CREATE TABLE public.cca_data_hours
(
  datetime timestamp without time zone NOT NULL,
  id_geo_country integer NOT NULL,
  id_geo_city integer NOT NULL,
  id_web_page bigint NOT NULL,
  id_web_referrer bigint NOT NULL,
  id_utm_campaign bigint NOT NULL,
  id_utm_medium bigint NOT NULL,
  c_sessions integer,
  c_views integer,
  avg_sd integer,
  c_jse_1 integer,
  c_jse_2 integer,
  c_jse_3 integer,
  ...
  CONSTRAINT cca_data_hours_pri PRIMARY KEY (datetime, id_web_page, id_web_referrer, id_utm_campaign, id_utm_medium, id_geo_country, id_geo_city)
)

I expect 100 000 000 records.

My selections

  • I want see all data by countries, cities
  • I want see data per page
  • I want see data per source (referrer)
  • I want see data per page, source and utm campaign
  • Some other combinations

My questions

  • Is it normal use so many columns as primary key (index)? Primary key now contains 7 columns, it may up to 10-15 columns in the future.

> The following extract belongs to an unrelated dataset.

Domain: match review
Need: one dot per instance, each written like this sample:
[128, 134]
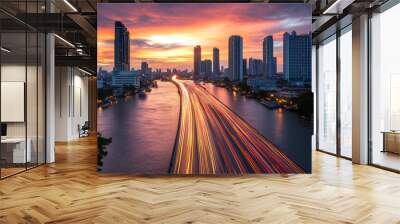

  • I think this is a simple solution how to organize this data in one object-relational DB table. Do you know better solution, practice?

Best Answer

So many columns in a primary key sounds strange, at least. That means to me that the data is not really adhering to a sensible uniqueness definition - this is more often than not like this in the case of logs. For this reason, I wouldn't even try to find a PK here, just define indexes based on the queries used against the table. One could call this opportunistic indexing ;)

Note that in general, in a relational models PKs are very important. Here it is more the case the data is not really relational, only stored in a RDBMS.